Etwa 10 Jahre nach dieser Petition wurde eine Ausweitung des § 175 auch auf Frauen geplant. Ein Vorentwurf lautete: „Die Gefahr für das Familienleben und die Jugend ist die gleiche. Daß solche Fälle in der Neuzeit sich mehren, ist glaubwürdig bezeugt. Es liegt daher im Interesse der Sittlichkeit wie der allgemeinen Wohlfahrt, daß die Strafbestimmungen auch auf Frauen ausgedehnt werden.“ Diese Erweiterung des § 175 wurde jedoch durch den Beginn des Ersten Weltkriegs und den Untergang des Deutschen Kaiserreichs verhindert.


Weimarer Republik

In der Weimarer Republik trat ein Gesetz in Kraft, dass es ermöglichte Freiheitsstrafen von unter drei Monaten in Geldstrafen umzuwandeln. Viele Gerichte machten in der Folge bei Verurteilungen nach § 175 von dieser Möglichkeit Gebrauch. Darüber hinaus bot das weniger restriktive, soziale, politische und kulturelle Klima der Weimarer Republik die Möglichkeit, sich offen für eine Entkriminalisierung sexueller Beziehungen zwischen Männern auszusprechen. Ermutigt durch die relativ freizügige Atmosphäre bekannten sich viele Homosexuelle offen zu ihrer sexuellen Neigung. Es entstanden Bars, Klubs und Kneipen, die sich speziell an homosexuelle Männer richteten. Vor allem in Großstädten und besonders in Berlin wuchs die Akzeptanz für Homosexualität.

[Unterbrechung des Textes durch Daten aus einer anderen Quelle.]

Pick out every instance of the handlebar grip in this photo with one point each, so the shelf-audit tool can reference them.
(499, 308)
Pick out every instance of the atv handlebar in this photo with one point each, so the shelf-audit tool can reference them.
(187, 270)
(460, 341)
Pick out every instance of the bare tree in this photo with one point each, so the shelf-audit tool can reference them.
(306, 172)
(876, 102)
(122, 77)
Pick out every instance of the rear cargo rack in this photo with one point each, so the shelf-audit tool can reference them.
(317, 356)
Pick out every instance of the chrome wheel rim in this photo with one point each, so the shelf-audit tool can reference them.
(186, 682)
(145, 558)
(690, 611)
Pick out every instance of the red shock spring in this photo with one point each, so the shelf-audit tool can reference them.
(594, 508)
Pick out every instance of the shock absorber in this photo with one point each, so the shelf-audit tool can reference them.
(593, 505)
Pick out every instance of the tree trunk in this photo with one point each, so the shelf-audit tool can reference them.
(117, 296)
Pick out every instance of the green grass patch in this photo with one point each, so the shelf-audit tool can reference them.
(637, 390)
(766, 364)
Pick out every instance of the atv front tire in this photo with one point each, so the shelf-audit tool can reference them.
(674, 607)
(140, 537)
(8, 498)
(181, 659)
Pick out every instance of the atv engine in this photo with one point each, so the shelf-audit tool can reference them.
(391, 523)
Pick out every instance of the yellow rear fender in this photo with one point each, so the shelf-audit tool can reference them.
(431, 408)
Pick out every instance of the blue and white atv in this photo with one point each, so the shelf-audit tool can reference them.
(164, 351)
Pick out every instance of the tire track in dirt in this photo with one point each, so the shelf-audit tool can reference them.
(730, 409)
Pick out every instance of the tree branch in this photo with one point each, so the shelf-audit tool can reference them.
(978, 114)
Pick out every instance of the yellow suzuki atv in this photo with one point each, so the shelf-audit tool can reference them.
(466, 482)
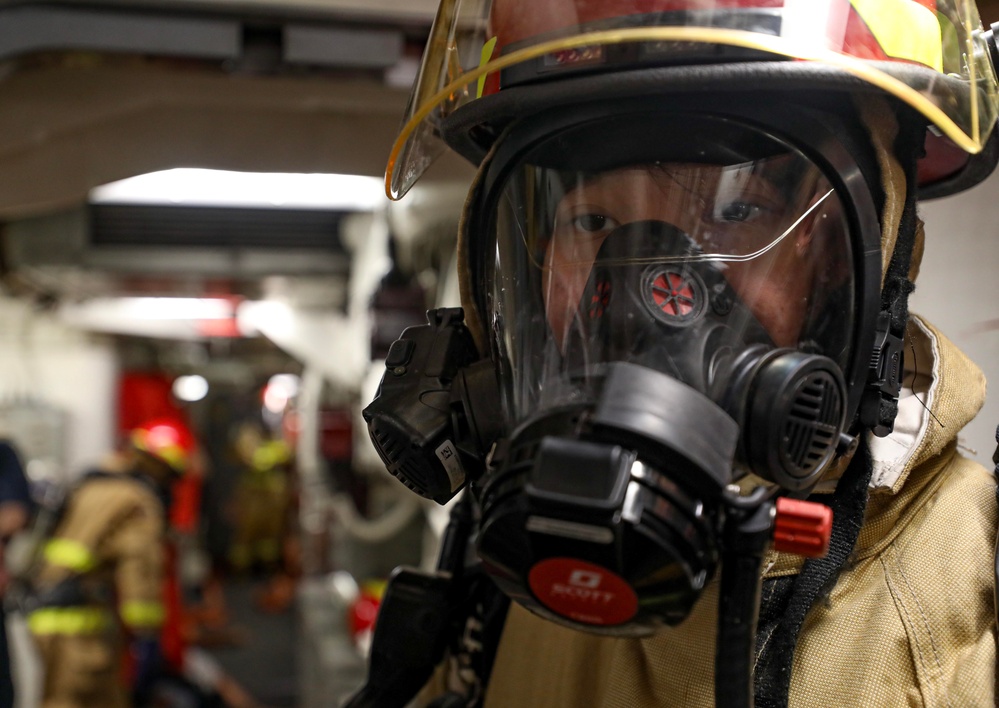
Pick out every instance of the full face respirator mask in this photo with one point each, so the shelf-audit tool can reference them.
(676, 355)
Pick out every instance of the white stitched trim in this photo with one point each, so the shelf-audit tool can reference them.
(891, 454)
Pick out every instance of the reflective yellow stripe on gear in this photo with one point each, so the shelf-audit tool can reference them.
(904, 29)
(66, 553)
(68, 620)
(140, 614)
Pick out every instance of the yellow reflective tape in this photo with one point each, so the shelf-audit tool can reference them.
(904, 29)
(487, 54)
(70, 554)
(68, 620)
(142, 613)
(860, 68)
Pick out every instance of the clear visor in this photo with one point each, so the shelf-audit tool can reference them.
(478, 47)
(678, 265)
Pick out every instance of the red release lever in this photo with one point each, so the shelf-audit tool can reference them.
(802, 527)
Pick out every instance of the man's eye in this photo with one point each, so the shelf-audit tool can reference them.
(737, 212)
(592, 223)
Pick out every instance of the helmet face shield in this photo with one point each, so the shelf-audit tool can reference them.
(929, 54)
(680, 263)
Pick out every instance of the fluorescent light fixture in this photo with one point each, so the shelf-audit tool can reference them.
(184, 186)
(190, 388)
(279, 390)
(170, 317)
(175, 308)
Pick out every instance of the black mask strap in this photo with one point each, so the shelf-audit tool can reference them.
(880, 403)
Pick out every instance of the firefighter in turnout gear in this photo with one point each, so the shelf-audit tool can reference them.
(726, 468)
(99, 587)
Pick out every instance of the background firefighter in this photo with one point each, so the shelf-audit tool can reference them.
(103, 567)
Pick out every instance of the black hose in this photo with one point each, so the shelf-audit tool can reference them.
(746, 539)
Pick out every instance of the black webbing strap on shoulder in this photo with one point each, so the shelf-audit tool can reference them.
(786, 602)
(995, 587)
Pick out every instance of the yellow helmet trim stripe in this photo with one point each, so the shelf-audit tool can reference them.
(141, 614)
(736, 38)
(904, 29)
(70, 554)
(69, 620)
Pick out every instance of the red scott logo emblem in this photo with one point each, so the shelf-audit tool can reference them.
(583, 592)
(675, 295)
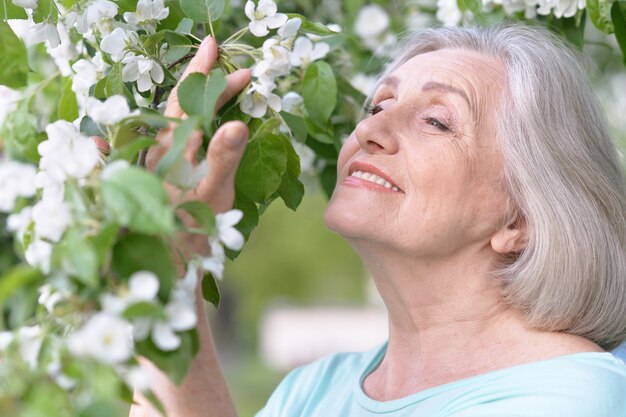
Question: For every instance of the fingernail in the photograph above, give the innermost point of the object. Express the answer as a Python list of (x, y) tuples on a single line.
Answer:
[(234, 136)]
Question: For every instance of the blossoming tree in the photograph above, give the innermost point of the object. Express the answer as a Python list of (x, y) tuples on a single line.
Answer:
[(91, 274)]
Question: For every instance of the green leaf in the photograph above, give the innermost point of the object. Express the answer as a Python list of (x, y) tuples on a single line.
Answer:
[(291, 190), (129, 151), (13, 59), (136, 199), (144, 309), (8, 10), (250, 211), (45, 10), (17, 278), (268, 127), (136, 252), (203, 11), (296, 124), (68, 106), (198, 94), (185, 26), (201, 213), (105, 239), (78, 258), (104, 408), (175, 363), (177, 46), (261, 168), (152, 118), (600, 14), (310, 27), (322, 150), (319, 91), (182, 134), (210, 292), (323, 135), (618, 14), (90, 128)]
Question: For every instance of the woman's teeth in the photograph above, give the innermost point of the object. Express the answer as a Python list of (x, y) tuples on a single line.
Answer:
[(367, 176)]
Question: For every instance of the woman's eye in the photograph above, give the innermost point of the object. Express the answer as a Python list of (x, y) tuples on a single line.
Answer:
[(436, 123)]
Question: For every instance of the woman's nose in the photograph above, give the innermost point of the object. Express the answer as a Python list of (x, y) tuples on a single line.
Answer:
[(376, 135)]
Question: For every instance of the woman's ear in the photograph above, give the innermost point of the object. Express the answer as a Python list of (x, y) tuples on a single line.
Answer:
[(511, 238)]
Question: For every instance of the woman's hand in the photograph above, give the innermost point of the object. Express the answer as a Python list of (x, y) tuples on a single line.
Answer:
[(225, 150), (203, 392)]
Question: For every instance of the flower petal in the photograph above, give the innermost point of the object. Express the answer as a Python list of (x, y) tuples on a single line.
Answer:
[(258, 28), (164, 337)]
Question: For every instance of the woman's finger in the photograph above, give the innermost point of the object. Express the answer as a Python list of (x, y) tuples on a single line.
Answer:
[(201, 62), (224, 154)]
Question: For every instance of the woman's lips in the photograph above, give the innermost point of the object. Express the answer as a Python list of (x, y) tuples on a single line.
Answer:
[(369, 176)]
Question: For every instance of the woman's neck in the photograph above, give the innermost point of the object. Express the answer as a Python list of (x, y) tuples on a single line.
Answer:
[(447, 321)]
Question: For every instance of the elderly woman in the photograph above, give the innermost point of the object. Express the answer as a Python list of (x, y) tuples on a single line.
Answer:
[(485, 196)]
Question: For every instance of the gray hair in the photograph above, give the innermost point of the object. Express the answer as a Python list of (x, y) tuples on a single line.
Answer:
[(563, 177)]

Doch nicht allen gefiel die Freizügigkeit der Weimarer Republik. Für viele Menschen waren die öffentlichen Diskussionen über Sex ein Ausdruck eines beginnenden moralischen Verfalls der Gesellschaft. Hierzu gehörten auch die Nationalsozialisten, die die Weimarer Kultur als dekadent und entartet ansahen. Zwar gab es nur selten öffentliche Aussagen hierzu von Hitler oder anderen NS-Verantwortlichen, aber sie lehnten die Entkriminalisierung sexueller Beziehungen zwischen Männern ab und setzten sich gegen eine Abschaffung des § 175 ein, bzw. forderten sogar strengere Bestrafungen als bislang vorgesehen.  In entsprechenden Debatten wurden sexuelle Beziehungen zwischen Männern als schändliche Lasterhaftigkeit beschrieben, die das deutsche Volk ruinieren würden.

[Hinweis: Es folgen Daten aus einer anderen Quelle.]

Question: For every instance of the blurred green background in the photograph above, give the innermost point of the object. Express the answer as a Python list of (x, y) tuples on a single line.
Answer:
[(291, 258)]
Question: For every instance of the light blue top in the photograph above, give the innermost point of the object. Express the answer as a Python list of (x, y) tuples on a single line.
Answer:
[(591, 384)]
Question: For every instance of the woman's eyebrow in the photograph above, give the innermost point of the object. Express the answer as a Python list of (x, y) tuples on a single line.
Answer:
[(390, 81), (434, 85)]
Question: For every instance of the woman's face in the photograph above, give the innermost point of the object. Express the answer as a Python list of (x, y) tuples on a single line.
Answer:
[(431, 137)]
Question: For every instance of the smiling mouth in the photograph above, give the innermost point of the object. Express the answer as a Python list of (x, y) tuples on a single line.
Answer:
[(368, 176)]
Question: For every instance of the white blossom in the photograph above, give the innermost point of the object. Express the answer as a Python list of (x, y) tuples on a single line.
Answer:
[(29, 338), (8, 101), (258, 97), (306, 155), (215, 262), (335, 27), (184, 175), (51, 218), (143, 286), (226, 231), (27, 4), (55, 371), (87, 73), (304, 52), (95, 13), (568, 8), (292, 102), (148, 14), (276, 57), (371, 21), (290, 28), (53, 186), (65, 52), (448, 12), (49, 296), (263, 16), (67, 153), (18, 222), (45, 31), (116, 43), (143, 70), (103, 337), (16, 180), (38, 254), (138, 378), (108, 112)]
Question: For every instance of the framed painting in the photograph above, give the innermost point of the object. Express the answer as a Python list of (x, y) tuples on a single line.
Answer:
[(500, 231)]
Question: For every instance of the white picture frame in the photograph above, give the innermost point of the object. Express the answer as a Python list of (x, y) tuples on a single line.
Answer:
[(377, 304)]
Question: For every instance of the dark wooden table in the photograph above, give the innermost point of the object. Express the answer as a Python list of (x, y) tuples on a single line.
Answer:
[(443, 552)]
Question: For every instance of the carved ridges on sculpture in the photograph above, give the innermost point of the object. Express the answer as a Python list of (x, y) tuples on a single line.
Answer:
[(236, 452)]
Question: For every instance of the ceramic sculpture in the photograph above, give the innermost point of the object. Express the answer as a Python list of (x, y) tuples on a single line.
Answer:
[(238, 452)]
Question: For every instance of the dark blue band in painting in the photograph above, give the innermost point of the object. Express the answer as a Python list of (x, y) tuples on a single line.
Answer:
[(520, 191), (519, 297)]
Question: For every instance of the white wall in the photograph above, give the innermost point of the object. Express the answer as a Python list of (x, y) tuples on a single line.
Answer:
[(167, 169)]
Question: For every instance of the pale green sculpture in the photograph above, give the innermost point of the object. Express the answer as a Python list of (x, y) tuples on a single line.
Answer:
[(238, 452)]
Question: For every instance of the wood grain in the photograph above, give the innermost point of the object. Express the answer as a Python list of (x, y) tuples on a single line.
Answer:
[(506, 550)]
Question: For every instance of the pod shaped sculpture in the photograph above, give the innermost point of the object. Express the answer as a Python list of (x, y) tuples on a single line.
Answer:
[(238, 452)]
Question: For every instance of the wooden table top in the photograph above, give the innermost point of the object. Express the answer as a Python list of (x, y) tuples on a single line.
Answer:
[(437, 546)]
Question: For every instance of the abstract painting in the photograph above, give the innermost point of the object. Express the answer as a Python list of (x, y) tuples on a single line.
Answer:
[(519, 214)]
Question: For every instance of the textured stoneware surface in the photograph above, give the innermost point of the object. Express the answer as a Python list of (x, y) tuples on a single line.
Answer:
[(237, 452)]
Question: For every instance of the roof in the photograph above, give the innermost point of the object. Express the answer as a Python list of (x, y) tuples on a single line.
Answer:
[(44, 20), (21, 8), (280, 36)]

Die Zahl der nach § 175 Verurteilten, die bis 1914 ungefähr bei sechs- bis siebenhundert pro Jahr lag, sank in der Weimarer Republik zunächst rapide ab. 1919 waren es sogar weniger als 100 Verurteilte. Ab 1921 stieg die Zahl jedoch wieder an und erlebte einen ersten Höhepunkt in den Jahren 1925 / 1926, wo sie auf über 1000 Verurteilte im Jahr anstieg. Zurückzuführen ist dieser sprunghafte Anstieg vermutlich auf den aufsehenerregenden Prozess um den Serienmörder Fritz Haarmann im Jahr 1924. Haarmann wurde wegen Mordes an 24 Jungen und jungen Männern im Alter von 10 bis 22 Jahren am 19.12.1924 zum Tode verurteilt. Ab 1927 lag die Zahl der pro Jahr aufgrund von § 175 Verurteilten bei ungefähr 800 bis 900.


Nationalsozialismus

Die Machtübernahme der Nationalsozialisten im Jahr 1933 änderte zunächst nicht viel an diesen Zahlen. In der Folge des sogenannten Röhm-Putschs, bei dem der SA-Stabschef Ernst Röhm und weitere SA-Führungskräfte verhaftet und ermordet wurden, kam es ab Dezember 1934 in Berlin zu Razzien auf Homosexuelle durch die Gestapo. Als Rechtfertigung für die Ermordung Röhms wurde zum einen behauptet, dass er einen Putsch geplant habe, aber auch seine Homosexualität wurde als Grund angeführt. Diese war bis dahin ein offenes Geheimnis gewesen und von Hitler geduldet worden. Bei den Razzien wurden hunderte, vermutlich sogar tausende schwule Männer verhaftet und in Konzentrationslager deportiert. Den meisten der so Verhafteten konnten jedoch keine strafbaren Handlungen nachgewiesen werden, da der § 175 zu diesem Zeitpunkt lediglich beischlafähnliche Handlungen unter Strafe stellte.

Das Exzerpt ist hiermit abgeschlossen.